4 Article Psychometric properties of the hearing handicap questionnaire: a Kannada (South-Indian) translation. 2017

Thammaiah, Spoorthi / Manchaiah, Vinaya / Easwar, Vijayalakshmi / Krishna, Rajalakshmi / McPherson, Bradley. ·a Department of Speech and Hearing Sciences , Lamar University , Beaumont , TX , USA. · b Audiology India , Mysore , Karnataka , India. · c Department of Behavioral Science and Learning, The Swedish Institute for Disability Research, Linköping University , Linköping , Sweden. · d Department of Communication Sciences and Disorders , Western University , Ontario , Canada. · e All India Institute of Speech and Hearing, University of Mysore , Mysore , India , and. · f Division of Speech and Hearing Sciences , The University of Hong Kong , Hong Kong , China. ·Int J Audiol · Pubmed #27809619.

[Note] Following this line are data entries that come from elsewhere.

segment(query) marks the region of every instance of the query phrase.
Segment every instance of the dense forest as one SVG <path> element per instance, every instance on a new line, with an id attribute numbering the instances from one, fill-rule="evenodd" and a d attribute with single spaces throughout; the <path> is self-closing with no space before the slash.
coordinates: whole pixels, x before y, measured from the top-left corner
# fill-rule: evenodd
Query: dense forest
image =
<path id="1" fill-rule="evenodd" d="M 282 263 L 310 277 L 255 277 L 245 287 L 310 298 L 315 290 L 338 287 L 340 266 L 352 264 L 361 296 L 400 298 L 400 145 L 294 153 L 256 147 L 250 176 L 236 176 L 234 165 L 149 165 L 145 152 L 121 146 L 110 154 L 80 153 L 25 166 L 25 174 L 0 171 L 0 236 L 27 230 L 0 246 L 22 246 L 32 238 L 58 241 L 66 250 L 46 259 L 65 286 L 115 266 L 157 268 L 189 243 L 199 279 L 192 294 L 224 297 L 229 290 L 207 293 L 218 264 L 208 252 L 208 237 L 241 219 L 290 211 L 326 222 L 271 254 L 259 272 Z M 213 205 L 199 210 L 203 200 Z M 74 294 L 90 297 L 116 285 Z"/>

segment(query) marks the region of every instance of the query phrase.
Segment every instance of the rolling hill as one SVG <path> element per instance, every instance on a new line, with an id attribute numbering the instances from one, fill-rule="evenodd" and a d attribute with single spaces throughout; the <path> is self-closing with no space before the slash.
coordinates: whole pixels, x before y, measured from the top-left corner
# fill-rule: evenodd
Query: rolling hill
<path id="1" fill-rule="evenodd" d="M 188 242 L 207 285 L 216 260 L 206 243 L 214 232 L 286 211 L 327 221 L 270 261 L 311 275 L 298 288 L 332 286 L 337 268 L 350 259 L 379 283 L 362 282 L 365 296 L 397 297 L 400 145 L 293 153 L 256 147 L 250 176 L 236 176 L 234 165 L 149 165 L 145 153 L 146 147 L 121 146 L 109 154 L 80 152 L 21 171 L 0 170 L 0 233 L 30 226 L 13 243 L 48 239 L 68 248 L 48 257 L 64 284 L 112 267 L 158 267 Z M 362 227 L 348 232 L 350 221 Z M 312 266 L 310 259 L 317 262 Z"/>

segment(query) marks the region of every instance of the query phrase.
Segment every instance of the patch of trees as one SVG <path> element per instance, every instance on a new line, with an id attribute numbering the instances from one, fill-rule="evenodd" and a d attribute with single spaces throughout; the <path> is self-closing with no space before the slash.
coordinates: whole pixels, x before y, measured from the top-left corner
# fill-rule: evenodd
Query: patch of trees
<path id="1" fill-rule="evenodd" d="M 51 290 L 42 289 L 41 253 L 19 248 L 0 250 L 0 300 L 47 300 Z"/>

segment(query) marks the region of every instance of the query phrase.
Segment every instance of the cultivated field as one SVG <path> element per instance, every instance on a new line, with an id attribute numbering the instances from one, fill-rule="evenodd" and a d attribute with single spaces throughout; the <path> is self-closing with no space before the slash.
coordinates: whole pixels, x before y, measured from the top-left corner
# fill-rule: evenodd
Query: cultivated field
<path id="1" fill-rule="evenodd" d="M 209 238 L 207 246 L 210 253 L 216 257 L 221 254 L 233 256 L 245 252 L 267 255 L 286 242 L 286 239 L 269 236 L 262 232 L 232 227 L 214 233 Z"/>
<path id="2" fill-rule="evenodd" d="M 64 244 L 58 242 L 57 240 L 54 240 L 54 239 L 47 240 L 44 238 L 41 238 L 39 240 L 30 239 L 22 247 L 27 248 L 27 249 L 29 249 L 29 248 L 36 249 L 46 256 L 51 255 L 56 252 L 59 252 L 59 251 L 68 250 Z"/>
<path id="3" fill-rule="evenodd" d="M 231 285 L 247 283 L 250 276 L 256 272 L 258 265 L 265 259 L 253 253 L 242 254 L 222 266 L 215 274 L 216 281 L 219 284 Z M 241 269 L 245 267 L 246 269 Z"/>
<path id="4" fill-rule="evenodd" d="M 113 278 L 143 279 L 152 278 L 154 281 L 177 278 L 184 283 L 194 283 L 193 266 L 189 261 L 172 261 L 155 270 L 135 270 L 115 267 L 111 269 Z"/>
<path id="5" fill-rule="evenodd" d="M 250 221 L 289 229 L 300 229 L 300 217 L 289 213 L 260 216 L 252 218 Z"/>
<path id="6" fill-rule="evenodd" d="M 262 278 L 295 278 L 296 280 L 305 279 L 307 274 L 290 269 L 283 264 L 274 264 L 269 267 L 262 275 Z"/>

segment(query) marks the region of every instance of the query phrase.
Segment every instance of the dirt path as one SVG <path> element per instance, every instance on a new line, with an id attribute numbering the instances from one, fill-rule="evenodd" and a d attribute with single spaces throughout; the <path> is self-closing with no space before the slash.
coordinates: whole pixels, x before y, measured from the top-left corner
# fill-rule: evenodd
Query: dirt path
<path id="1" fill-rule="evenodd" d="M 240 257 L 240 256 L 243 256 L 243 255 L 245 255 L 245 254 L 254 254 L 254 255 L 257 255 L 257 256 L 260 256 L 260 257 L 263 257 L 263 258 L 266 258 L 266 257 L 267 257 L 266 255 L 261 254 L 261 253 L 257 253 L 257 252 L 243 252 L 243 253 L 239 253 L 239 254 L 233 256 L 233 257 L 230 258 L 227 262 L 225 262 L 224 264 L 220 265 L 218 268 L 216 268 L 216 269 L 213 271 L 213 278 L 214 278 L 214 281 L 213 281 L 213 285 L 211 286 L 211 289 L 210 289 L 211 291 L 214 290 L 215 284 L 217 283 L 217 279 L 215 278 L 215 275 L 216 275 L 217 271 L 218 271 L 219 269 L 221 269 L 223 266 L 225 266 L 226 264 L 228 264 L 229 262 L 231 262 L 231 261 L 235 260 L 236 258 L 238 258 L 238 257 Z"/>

ABSTRACT: OBJECTIVE: To assess the psychometric properties of the Hearing Handicap Questionnaire (HHQ) in Kannada (a South-Indian language) among adults with hearing loss. DESIGN: The study involved a cross-sectional survey design. Participants provided demographic details and completed the Kannada and English (original) version of the HHQ questionnaire. To evaluate test-retest reliability, ∼50% of the participants completed the Kannada version for the second time after 15 days. STUDY SAMPLE: The sample comprised 103 adults with hearing loss recruited from local audiology clinics. RESULTS: Exploratory factor analysis indicated a one-factor structure, which explained 71% of the variance in Kannada-HHQ scores. The internal consistency measured with Cronbach's alpha was 0.96. The test-retest reliability correlations of the Kannada version with the English and with the same Kannada version re-administered after 15 days were 0.96 and 0.91, respectively. Convergent validity of the scale was confirmed by significant correlations with the Participation Scale and the Assessment of Quality of Life scales. Discriminant validity was found to be low as all the Kannada-HHQ questions were highly correlated with each other (r> 0.60). No floor and ceiling effects were identified. CONCLUSIONS: The psychometric properties of the Kannada-HHQ scale are considered to be adequate for clinical or research use.